Four Tet – « There Is Love In You »

four180Album
(Domino)
25/01/2010
House délicate

Bonne nouvelle! Après qu’il se soit perdu dans les expérimentations rythmiques de « Everything Ecstatic » et de son horripilant maxi « Ringer« , on a retrouvé le Four Tet qui faisait rêver au début des années 2000 en draguant les publics trip hop, downtempo, folk et post rock. Non pas que Kieran Hebden fasse aujourd’hui dans la redite en reprenant sa conjugaison du mélange acoustique/electronique, et brosse les nostalgiques dans le sens du poil dans le but de se réconcilier avec eux. Ce serait trop mal connaître ce producteur pour qui remise en question, découverte et prise de risque ont toujours été les moyens de fuir une dangereuse routine.

Lâché un temps par Steve Reid – batteur de jazz qui lui aura permis d’assouvir plus encore sa soif de découvertes rythmiques – Four Tet prend cette fois ses distances avec la complexité, sans pour autant l’abandonner. Bien que présente mais moins polluante, ce sont désormais mélodies pures et tempi simplifiés qui prennent le dessus pour laisser Hebden virer plus house qu’il ne l’a jamais été. Ainsi, en sept titres, deux interludes, et quarante-sept minutes, l’Anglais prend le temps de faire évoluer son univers, construire pas à pas une cohérence indéniable consolidée par ces petits principes auxquels il est toujours resté fidèle: la délicatesse, la légèreté, et la sensibilité. Omniprésents tout au long de ce « There Is Love In You » de bon goût, ils contribuent amplement à la grande justesse de ce disque au cours duquel tout est savamment dosé, sans qu’il en devienne aseptisé.

Ainsi, difficile de ne pas répondre positivement à Four Tet quand il invite à la transe via la voix et la boîte à musique de « Angel Echoes », un « Love Cry » plus volontiers tribal qui n’hésite pas à taquiner LCD Soundsystem au bout de ses neuf minutes, ou l’effet de répétition des « Circling », « Sing » et « Plastic People » désarmants d’agilité. Pourtant c’est là, alors que les anciens s’étaient déjà habitués à ses nouvelles structures en 4/4, que l’ancien Fridge laisse ressurgir quelques relents mélancoliques à base d’incursions guitaristiques, comme sur le final « She Just Likes To Fight, et plus encore sur « This Unfolds », certainement un des meilleurs morceaux de ce disque tant tout y est résumé.

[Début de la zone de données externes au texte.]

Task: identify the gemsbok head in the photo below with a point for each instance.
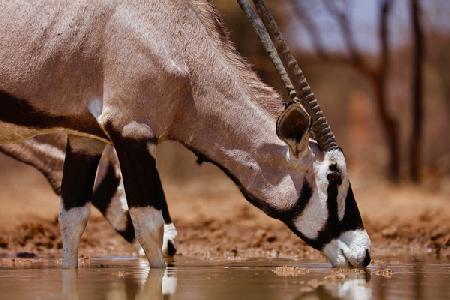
(135, 73)
(326, 215)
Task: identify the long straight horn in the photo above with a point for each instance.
(320, 128)
(264, 36)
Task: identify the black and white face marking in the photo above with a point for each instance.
(330, 220)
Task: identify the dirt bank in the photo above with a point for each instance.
(407, 220)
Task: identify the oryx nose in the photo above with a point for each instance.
(367, 259)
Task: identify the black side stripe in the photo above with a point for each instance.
(20, 112)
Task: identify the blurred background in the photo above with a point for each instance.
(380, 69)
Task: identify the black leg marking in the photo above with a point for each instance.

Du coup, pour la première fois de sa carrière, l’Anglais s’offre véritablement une entrée dans le tout petit monde de la musique club de qualité: non pas celle qui se complait dans la plus totale superficialité, qui ne s’écoute qu’en mode nocturne et éthylique, mais une autre, plus chaleureuse et sincère, qui charme à n’importe quelle heure du jour et de la nuit. On n’avait perdu l’habitude de se passer du Four Tet en boucle. La voilà qui revient.